Carmen Bryan, Consumer Analyst at GlobalData, comments: “As consumers experienced stringent lockdown measures, they turned to digital solutions such as socializing via video and shopping for goods online. Pair this with more than half* of global consumers who are concerned about visiting stores because of COVID-19, and we can see the ideal recipe for the robust growth in q-commerce.”

One company that has benefited from the robust growth in q-commerce is Delivery Hero, which claims to offer consumers on-demand delivery via its ‘Dmarts’ (delivery only grocery stores) within 30 minutes. Similarly, Glovo successfully differentiated itself from its competitors by providing consumers with 24-hour service ranging from food delivery, groceries, and pharmaceuticals that are delivered to their doorsteps within 30 minutes.

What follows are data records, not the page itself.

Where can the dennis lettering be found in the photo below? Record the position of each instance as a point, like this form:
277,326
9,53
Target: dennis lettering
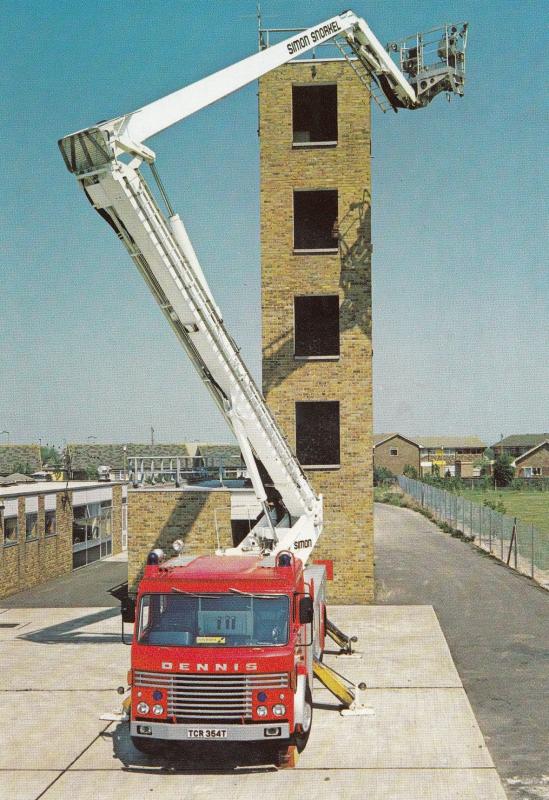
249,666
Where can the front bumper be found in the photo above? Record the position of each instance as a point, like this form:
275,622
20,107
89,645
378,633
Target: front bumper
262,732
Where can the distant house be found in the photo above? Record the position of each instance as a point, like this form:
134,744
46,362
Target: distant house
23,458
121,459
518,443
453,455
393,451
534,463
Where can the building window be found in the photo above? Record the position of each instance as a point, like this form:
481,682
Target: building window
317,434
91,533
50,523
11,530
31,526
315,221
314,114
316,326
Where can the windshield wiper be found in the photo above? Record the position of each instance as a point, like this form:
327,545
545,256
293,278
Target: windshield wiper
252,594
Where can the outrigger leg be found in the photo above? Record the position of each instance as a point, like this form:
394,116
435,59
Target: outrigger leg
347,693
341,639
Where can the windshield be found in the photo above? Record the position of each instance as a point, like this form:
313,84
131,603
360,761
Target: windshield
220,620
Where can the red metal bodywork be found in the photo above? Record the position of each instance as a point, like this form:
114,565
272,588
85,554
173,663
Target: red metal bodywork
219,574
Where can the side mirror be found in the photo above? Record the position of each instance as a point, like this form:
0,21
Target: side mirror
127,609
306,610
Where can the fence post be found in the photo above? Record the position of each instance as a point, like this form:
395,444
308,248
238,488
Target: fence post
532,550
501,534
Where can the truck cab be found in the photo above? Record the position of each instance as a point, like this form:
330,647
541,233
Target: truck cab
223,648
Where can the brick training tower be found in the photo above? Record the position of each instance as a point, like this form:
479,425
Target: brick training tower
314,125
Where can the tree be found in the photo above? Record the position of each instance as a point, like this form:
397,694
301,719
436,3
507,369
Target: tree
383,476
50,456
503,471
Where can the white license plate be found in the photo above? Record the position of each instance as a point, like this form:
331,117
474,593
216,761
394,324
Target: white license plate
206,733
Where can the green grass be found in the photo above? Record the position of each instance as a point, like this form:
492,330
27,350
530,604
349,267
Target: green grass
530,507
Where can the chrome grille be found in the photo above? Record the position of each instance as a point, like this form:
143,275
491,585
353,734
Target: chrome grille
204,697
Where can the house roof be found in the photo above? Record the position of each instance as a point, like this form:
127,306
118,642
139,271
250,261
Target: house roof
451,442
15,477
531,451
19,458
522,440
84,456
380,438
433,442
228,453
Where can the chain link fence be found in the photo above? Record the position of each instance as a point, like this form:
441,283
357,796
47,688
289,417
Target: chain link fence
519,544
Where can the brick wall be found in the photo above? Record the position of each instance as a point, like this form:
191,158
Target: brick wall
348,532
407,453
157,517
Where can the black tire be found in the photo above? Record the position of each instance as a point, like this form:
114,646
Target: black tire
150,747
301,737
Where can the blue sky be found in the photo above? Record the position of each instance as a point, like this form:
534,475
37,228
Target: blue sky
461,283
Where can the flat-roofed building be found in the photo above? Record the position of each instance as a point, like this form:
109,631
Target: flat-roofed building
49,528
518,443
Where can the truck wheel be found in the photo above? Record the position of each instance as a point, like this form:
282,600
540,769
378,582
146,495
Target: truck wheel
148,746
302,737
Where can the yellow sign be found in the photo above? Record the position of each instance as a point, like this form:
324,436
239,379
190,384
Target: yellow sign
210,640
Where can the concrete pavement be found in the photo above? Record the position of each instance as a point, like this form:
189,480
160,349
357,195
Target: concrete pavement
496,623
59,669
87,586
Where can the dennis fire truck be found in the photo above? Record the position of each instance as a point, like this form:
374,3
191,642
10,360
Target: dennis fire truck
225,646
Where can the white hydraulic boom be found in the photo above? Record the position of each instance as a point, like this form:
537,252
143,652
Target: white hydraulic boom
164,255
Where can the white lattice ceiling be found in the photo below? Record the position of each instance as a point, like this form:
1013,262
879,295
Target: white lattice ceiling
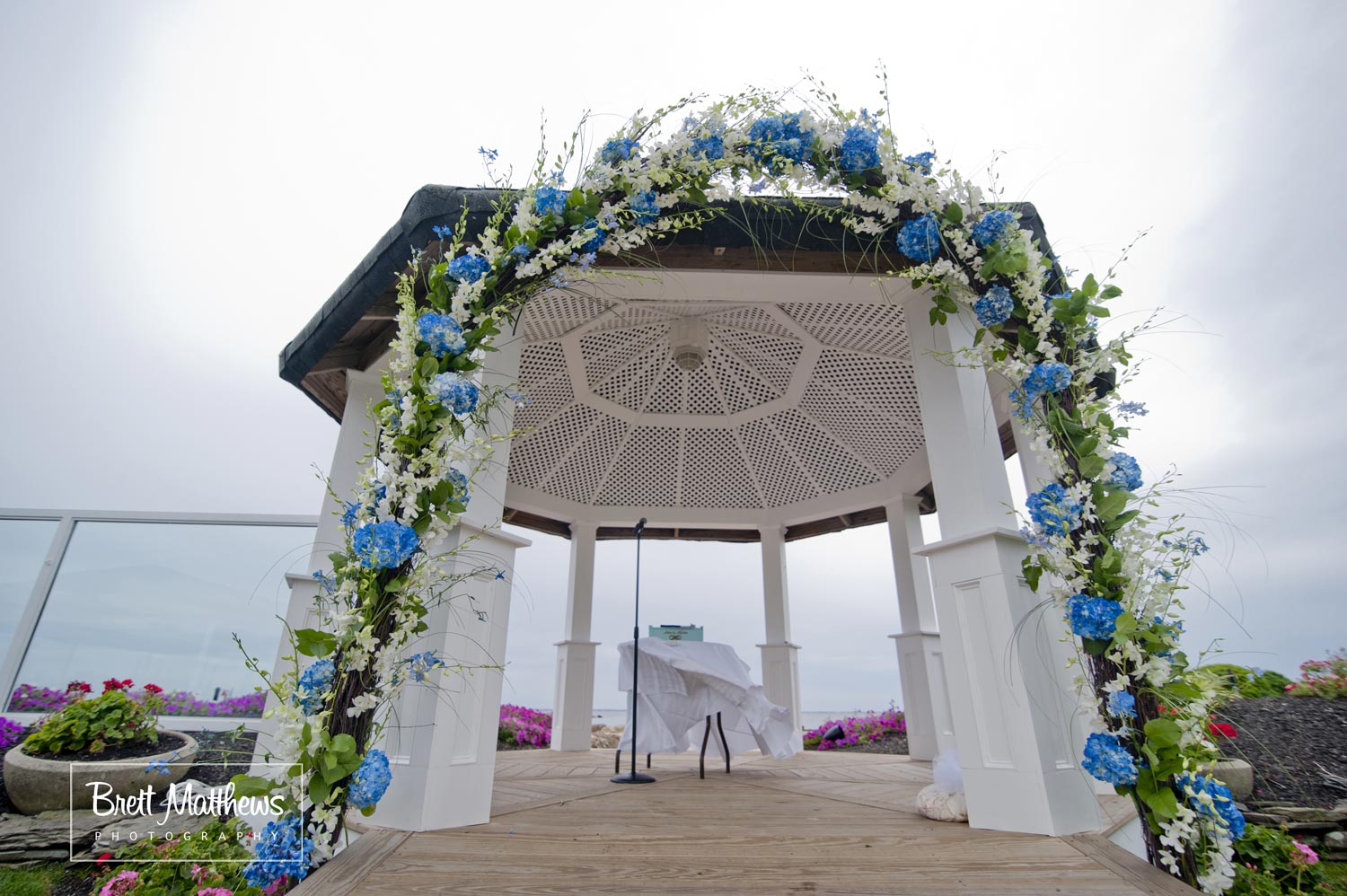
805,403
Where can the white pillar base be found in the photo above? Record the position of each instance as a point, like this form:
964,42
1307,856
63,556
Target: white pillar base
573,709
781,683
1012,709
441,739
926,696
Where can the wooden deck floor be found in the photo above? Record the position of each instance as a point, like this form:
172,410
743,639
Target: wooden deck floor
814,823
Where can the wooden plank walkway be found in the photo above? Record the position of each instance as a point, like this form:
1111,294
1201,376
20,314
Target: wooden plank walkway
814,823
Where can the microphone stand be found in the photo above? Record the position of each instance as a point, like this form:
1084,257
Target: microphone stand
636,777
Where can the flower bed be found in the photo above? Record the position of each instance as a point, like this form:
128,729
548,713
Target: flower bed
523,726
31,698
862,728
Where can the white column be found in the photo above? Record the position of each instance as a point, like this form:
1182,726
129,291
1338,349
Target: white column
353,449
1066,646
1012,723
442,736
780,661
573,709
926,699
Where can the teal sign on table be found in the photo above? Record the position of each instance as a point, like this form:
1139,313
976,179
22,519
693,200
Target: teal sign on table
676,632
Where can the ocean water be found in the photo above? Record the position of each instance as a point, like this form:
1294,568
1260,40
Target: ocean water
810,720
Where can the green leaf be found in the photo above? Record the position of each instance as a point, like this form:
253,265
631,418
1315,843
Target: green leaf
1112,505
314,643
1163,804
1091,467
1163,732
250,786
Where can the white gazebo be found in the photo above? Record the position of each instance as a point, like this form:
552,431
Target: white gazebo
749,391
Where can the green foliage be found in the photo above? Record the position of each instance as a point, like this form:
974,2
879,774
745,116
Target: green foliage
1231,681
93,725
218,852
30,882
1323,678
1268,864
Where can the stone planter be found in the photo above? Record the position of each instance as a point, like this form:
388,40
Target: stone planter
48,785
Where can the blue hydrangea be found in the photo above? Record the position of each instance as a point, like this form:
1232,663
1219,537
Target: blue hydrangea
468,268
1126,473
1050,376
920,239
619,150
442,333
644,206
460,491
920,162
1053,511
1096,618
550,201
1109,760
454,391
369,782
1219,802
384,546
994,306
709,147
420,664
1131,408
1122,705
317,681
859,150
780,140
993,226
280,849
597,239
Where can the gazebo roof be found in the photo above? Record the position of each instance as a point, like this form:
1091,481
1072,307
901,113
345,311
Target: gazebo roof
803,411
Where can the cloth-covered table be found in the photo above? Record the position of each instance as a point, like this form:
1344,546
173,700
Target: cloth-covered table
682,683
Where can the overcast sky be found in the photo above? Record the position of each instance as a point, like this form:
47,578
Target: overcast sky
185,183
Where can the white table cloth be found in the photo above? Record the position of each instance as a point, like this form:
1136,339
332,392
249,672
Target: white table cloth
682,683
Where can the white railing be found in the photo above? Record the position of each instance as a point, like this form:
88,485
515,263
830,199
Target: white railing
66,522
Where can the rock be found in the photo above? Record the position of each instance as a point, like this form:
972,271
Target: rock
1311,814
940,806
1260,818
1234,774
606,737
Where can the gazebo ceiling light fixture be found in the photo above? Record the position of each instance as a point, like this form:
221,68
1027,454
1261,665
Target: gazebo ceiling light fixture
689,338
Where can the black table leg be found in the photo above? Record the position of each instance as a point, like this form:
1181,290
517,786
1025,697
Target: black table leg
725,744
706,736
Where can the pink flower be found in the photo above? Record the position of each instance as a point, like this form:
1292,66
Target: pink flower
120,884
1303,855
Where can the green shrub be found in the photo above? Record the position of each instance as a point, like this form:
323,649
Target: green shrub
93,725
1268,863
1233,681
1323,678
213,857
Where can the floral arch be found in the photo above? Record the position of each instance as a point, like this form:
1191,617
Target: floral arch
1096,554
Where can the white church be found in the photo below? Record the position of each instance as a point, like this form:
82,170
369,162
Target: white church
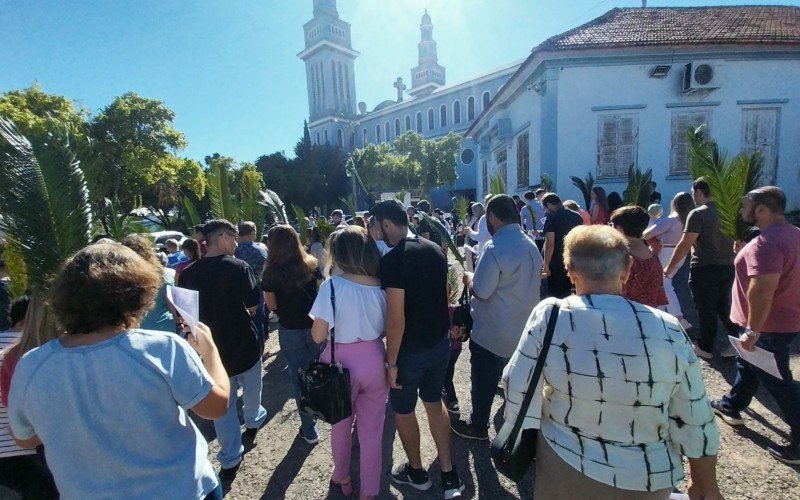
620,90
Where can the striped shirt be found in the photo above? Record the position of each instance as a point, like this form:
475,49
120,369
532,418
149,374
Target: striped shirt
8,448
622,395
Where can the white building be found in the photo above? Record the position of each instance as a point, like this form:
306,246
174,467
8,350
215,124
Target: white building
432,107
624,88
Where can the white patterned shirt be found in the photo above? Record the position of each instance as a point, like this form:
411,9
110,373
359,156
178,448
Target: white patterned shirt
624,395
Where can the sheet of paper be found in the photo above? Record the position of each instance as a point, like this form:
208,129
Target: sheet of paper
759,357
187,303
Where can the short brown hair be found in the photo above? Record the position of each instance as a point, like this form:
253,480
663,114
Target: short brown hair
104,285
354,252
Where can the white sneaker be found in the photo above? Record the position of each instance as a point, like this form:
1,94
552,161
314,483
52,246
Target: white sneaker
701,353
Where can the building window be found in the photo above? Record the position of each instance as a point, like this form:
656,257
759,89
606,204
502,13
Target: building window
760,133
523,160
617,144
682,122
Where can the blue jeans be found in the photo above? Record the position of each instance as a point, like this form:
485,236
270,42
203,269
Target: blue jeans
228,430
486,370
786,392
299,349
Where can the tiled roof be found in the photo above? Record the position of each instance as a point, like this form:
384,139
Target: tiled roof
683,26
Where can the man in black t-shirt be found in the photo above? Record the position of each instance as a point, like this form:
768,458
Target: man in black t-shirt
229,297
414,275
558,224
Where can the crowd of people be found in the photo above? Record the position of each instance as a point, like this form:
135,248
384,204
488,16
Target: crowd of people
97,379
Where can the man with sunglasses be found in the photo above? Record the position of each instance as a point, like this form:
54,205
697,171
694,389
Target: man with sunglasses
229,297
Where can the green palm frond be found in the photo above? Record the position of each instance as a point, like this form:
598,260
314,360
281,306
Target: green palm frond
639,189
219,193
585,186
276,210
445,236
302,223
729,179
44,200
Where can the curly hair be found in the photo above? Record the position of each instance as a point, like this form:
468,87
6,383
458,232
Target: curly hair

Bryan continues: “The key takeaways from these emerging players boils down to speed, variety of goods, and accessibility. The customer experience will be imperative to players’ survival, particularly as the market becomes over saturated with new entries and retail partnerships. On the one hand, this could mean more promotions and competitive pricing, which will boost consumer power; however, it could also increase a sense of ‘consumer entitlement’, whereby minor technical difficulties or hiccups leave people feeling frustrated – resulting in a migration to competitors.”

The future of q-commerce will include adopting more sustainable practices and investing in innovative technology to optimize the speed of delivery times.

Bryan adds: “The lack of overheads in operating a q-commerce business translates into the possibility of even small or medium-sized enterprises entering the market. Local businesses such as cafés, grocery stores, pharmacies, and corner stores will benefit from consumers purchasing more locally to accomplish super-fast deliveries. In addition, to cater to urbanized populations, using two-wheeled vehicles, such as cycles or motorbikes, is more practical and environmentally friendly than vans or cars.”